In "The Pianist Speaks," Lesley Valdes considers the accomplishment of Robert Schumann's work. "Something in the inner voices in the middle register," she reflects, "harmonies that reach don't overreach / the way an ordinary life is lived." These words stand equally as ars poetica for the poet's work in this beautiful debut collection. In poems that richly evoke the lives of composers, musicians, beloved family members, and often both, music brims The Starlight Room, no less so in the moving resonances of her lines-vividly present, elegiac, and filled with quiet duende.
-Daniel Tobin, author of The Mansions
I already knew this much: that poet, pianist, and music critic Lesley Valdes has an astounding ear for both silence and sound-"harmonies that reach don't overreach"-but her eye is brilliantly at work in these pages too. Such images! Starlight from tiny bulbs, colors that infuse and explode in Miami, stills and movement from memory, its grief making joy possible. The great ones float here too-Beethoven's counting out 60 beans for his coffee each day, Glenn Gould's preferring Bach for his desert island. But also Tatum and Ellington, and the poet's lost beloved father: "those feathery tones/that make you want to rush/to save them." Early on, Valdes writes "I saw them again / I thought it was a dream." You know what? Happily for us, it is not. It is here for us to savor.

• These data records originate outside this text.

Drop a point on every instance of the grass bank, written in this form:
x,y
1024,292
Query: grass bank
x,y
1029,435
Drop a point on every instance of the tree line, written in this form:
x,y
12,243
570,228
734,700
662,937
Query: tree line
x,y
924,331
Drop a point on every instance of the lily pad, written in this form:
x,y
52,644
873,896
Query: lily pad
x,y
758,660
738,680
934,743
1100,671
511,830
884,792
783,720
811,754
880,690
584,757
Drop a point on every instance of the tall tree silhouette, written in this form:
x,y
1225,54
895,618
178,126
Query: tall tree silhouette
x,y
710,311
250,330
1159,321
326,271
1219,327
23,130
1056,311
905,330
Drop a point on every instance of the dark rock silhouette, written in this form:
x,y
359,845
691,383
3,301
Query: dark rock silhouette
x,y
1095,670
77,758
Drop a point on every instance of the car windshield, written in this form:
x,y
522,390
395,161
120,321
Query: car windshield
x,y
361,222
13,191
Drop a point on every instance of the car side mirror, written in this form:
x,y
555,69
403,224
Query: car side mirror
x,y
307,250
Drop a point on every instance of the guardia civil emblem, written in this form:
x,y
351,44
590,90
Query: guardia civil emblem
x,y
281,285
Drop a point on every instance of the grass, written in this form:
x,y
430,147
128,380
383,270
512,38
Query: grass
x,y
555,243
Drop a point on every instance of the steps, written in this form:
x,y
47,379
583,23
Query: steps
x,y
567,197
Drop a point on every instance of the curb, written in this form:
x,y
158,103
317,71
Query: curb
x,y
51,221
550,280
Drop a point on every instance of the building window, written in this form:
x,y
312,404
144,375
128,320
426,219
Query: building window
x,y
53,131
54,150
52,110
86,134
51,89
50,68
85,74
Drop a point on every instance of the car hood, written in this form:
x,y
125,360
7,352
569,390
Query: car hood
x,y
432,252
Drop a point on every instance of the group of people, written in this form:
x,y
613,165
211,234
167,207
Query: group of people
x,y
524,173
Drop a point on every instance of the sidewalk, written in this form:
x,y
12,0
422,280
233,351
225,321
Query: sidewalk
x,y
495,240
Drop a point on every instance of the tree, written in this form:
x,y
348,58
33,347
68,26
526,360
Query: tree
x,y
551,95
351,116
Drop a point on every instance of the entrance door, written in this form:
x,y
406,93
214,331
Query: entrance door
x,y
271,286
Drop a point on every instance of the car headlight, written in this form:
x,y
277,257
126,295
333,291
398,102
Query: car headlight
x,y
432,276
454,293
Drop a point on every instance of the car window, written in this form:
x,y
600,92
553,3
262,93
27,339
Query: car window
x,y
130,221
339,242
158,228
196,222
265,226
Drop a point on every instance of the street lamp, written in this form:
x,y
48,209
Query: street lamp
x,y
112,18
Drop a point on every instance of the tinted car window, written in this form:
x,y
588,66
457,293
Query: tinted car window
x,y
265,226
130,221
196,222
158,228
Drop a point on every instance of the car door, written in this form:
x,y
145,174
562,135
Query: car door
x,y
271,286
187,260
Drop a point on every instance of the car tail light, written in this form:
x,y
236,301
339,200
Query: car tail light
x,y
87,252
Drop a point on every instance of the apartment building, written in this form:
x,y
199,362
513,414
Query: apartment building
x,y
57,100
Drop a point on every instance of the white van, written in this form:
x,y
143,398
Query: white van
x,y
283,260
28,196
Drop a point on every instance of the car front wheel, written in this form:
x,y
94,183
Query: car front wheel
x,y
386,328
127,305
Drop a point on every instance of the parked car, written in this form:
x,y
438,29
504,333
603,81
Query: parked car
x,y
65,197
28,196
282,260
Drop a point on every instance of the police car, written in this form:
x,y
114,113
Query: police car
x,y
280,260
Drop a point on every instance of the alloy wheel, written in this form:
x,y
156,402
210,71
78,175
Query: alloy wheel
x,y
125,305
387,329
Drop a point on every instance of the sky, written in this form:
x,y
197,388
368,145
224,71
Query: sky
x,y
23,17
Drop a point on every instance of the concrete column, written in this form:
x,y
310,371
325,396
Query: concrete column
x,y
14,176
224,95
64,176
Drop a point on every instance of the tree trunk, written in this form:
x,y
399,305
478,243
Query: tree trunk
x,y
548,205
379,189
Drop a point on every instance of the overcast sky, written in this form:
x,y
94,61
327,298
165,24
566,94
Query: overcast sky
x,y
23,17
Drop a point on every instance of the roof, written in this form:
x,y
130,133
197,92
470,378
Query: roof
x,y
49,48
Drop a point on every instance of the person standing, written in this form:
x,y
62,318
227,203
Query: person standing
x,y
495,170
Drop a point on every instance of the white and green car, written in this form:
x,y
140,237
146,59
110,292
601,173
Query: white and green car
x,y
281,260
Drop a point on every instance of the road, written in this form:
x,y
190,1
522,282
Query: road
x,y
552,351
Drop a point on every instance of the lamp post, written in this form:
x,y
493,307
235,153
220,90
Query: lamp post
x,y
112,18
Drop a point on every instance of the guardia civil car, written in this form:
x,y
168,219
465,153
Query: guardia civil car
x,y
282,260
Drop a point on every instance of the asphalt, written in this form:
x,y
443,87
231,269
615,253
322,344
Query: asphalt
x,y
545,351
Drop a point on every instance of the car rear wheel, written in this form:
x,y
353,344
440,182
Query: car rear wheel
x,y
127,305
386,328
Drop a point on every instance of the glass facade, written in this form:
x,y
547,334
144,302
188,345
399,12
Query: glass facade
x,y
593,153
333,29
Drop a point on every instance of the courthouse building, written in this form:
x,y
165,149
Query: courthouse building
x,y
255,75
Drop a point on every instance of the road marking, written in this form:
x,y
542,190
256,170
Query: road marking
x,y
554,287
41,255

-Marianne Boruch, author of The Anti-Grief
The best poetry aspires to music, and Lesley Valdes's The Starlight Room achieves that as do few others, by treating musical subjects and themes with a precise emotional delicacy. All blend seamlessly with her own experience through "harmonies that reach," but "don't overreach" and reveal the fullness of "a woman's love and life." Lesley Valdes has given us one of the best chapbooks I have ever read.